The $951,873 grant to Unity of Greater New Orleans will create a permanent housing support program for 37 single adults in the two parishes, assuming landlords who are willing to participate in the program come forward, Unity's Executive Director Martha Kegel said.

Money for the new program is embedded in a $12.25 million competitive grant HUD awarded Unity to continue housing services. The money will be issued to 42 of the 60 agencies in Orleans and Jefferson comprising the Unity collaborative. In addition to housing, the collaborative provides case management and other services to end and prevent homelessness, Kegel said.

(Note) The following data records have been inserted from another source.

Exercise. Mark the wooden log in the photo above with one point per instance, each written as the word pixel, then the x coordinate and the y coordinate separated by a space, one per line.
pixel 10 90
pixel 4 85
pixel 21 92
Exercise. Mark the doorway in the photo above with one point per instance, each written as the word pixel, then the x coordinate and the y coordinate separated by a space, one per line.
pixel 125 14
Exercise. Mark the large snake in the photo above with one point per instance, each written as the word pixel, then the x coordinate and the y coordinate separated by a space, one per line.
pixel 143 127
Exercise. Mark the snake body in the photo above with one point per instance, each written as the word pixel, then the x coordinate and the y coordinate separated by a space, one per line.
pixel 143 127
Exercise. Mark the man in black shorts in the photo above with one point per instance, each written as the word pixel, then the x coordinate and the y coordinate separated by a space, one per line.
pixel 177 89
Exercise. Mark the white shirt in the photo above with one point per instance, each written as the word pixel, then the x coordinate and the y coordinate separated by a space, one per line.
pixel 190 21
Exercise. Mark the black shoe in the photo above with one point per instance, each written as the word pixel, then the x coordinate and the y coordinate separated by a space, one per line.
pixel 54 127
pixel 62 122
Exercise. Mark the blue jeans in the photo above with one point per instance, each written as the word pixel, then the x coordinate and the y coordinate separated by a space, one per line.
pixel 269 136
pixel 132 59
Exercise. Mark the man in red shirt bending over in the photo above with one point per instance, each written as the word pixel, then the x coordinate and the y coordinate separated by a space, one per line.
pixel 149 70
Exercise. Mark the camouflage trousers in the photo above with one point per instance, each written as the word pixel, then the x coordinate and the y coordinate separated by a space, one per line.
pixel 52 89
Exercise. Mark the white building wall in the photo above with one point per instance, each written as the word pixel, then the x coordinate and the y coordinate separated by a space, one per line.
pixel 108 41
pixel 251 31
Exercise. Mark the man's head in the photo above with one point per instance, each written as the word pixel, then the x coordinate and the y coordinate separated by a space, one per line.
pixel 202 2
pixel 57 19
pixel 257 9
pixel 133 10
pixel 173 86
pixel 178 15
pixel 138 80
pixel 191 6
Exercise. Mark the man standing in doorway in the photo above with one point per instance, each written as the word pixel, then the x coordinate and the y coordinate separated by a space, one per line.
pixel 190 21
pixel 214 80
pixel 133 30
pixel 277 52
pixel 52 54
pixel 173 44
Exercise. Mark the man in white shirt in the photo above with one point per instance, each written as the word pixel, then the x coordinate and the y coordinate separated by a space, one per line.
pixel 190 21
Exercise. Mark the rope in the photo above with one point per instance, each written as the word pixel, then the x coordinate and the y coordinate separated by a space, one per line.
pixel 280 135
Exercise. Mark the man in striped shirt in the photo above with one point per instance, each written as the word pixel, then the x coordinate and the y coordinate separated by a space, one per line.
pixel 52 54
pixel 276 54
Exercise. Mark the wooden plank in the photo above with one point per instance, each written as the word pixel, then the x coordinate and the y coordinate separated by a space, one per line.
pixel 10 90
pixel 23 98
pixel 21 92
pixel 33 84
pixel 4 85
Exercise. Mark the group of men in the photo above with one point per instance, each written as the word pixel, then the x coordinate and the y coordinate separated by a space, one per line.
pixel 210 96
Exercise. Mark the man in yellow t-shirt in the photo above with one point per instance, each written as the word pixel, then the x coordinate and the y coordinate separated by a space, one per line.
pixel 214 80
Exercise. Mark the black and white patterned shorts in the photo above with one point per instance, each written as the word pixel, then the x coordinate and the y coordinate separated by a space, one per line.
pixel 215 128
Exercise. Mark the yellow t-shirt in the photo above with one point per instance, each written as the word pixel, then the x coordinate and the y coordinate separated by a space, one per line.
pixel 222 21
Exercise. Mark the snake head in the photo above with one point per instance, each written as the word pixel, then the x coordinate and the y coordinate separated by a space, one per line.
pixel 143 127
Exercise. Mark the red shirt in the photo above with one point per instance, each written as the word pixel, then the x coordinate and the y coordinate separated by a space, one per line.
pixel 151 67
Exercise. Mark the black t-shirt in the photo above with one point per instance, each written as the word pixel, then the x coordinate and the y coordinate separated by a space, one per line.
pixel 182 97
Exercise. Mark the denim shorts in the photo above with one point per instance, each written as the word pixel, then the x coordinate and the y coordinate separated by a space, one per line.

Member agencies include, among others, Volunteers of America, Catholic Charities, the Jefferson Parish Human Services Authority, Bridge House, and the Louisiana State Department of Health and Hospitals.

"The funds are needed now much more desperately than they ever were because we are seeing a whole new wave of homelessness caused by the hurricane and levee failures," said Kegel, whose organization has applied successfully for HUD grants for a decade.

She said the renewed funding, plus money for the new project "is a reflection of the incredible work in the trenches of all the agencies in our collaborative . . . at a very challenging time."

Maintaining Unity's competitiveness was a victory over hurricane losses suffered by many member agencies as well as their employees, Kegel said.

"The staff of our agencies are the silent heroes of the post-Katrina era," she said. "No matter how badly they were affected they always saw that there were people more vulnerable."

Unity is in the process of choosing a nonprofit to operate the new project, Kegel said.

Eighty percent of the new grant will be used for rent subsidies and the other 20 percent for supportive services, such as helping clients who need substance abuse therapy, job training and job procurement, she said.

Any person with disabilities who has been homeless for at least a year is eligible to participate in the permanent supportive housing program, Kegel said.

Unity will work with landlords in Orleans and Jefferson willing to participate in the program, she said. Tenants will be required to pay 30 percent of their income for rent, and the HUD grant makes up the difference. The rent can't exceed the HUD fair market rent, which varies depending on whether the unit is an efficiency or a one-bedroom. The maximum that a landlord can charge for an efficiency is $755 a month; and the maximum for a one-bedroom is $836 a month, Kegel said.

"We try to find places that are less than that, because typically our clients only have SSI, which is $623 a month," she said. That means that clients will pay around $200 a month from their income for rent, and would have around $400 a month for food and other necessities.

Kegel predicted that the program will be up and running in about three months.